No one submits a claim directly to Medicare. CMS contracts with Fiscal Intermediaries (FIs) to administer the program in a specified geographic area. These FIs apply National Coverage Determinations (NCDs) and National Correct Coding (NCCI) edits to submitted claims to determine appropriate payment. FIs are also authorized to develop Local Coverage Determinations (LCDs) to limit localized use of certain procedures for certain conditions when regional medical practice is statistically out of step with national norms.

Medicare Part C plans are administered by a Medicare Advantage plan carrier according to their own internal standards as defined between the carrier and their contractual provider network. The benefits afforded to Medicare Advantage patients cannot be less than those covered under standard Medicare Part B, but the individual plans may have additional, contractual coding and billing requirements for providers. in order for providers to obtain maximum, reasonable reimbursement.

Fraud and Abuse

With 43 million covered beneficiaries, the Medicare program pays millions of health care claims every year. Medicare fraud and abuse is an important concern as more people become eligible for coverage and benefits expand. Recovery Audit Contractors (RACs) are hired by CMS to proactively review claims for coding accuracy and the inclusion of Medically Unlikely Edits (MUEs) which are combinations of codes that would not normally be reported together. RACs are also authorized to retroactively review medical documentation to ensure that the services that were actually performed are accurately reflected in a Medicare claim.
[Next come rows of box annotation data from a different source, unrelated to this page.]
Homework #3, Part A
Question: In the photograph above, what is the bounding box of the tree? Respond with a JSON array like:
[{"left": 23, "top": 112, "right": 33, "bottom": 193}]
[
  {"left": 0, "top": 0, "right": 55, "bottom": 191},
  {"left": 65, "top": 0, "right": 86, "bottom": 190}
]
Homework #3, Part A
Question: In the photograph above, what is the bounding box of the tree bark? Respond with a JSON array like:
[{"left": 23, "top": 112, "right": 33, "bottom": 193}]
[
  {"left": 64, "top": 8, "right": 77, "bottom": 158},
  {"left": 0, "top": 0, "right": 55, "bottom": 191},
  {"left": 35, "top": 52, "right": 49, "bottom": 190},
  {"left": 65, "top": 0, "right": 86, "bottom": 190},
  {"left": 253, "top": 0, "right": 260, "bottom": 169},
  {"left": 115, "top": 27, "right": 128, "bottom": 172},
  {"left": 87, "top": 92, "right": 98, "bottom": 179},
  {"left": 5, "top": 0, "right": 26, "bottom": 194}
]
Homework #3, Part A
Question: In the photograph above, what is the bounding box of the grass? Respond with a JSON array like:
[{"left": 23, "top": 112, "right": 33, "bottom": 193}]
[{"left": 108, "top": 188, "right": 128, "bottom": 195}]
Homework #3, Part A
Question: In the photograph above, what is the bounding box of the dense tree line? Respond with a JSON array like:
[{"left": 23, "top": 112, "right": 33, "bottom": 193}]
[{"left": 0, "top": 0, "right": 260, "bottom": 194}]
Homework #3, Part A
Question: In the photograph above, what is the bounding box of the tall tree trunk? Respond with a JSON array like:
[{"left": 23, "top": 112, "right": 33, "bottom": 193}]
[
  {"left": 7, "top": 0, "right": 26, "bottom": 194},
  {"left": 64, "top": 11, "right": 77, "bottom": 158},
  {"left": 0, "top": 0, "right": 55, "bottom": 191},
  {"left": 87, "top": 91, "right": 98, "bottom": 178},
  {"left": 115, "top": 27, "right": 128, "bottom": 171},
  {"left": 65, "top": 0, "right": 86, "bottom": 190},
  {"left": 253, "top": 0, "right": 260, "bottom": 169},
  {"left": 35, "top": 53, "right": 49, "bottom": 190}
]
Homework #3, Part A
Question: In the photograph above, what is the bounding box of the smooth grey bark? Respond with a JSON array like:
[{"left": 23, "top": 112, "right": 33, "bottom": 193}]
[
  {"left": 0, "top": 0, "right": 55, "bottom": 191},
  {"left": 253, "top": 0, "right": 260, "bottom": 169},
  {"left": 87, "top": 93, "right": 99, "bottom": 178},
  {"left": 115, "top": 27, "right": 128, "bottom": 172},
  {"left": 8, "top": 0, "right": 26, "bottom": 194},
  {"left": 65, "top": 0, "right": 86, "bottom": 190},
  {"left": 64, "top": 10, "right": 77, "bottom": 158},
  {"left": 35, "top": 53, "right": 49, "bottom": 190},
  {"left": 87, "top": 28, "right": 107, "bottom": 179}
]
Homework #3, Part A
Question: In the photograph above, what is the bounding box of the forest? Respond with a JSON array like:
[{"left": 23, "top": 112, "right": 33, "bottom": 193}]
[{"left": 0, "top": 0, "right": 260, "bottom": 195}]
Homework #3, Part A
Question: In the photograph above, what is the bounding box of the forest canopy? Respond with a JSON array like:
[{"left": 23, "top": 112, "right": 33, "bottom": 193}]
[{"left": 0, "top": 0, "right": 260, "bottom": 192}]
If fraud or abuse is detected, not only are monies already paid recouped by CMS, there are civil penalties associated with submitting improper claims, including monetary fines and imprisonment. For this reason, healthcare providers rely on professional medical billers and medical coders to be up-to-date regarding all the regulations and statutes that govern Medicare reimbursement, as well as the proper, literal assignment of medical codes as they are meant to be used.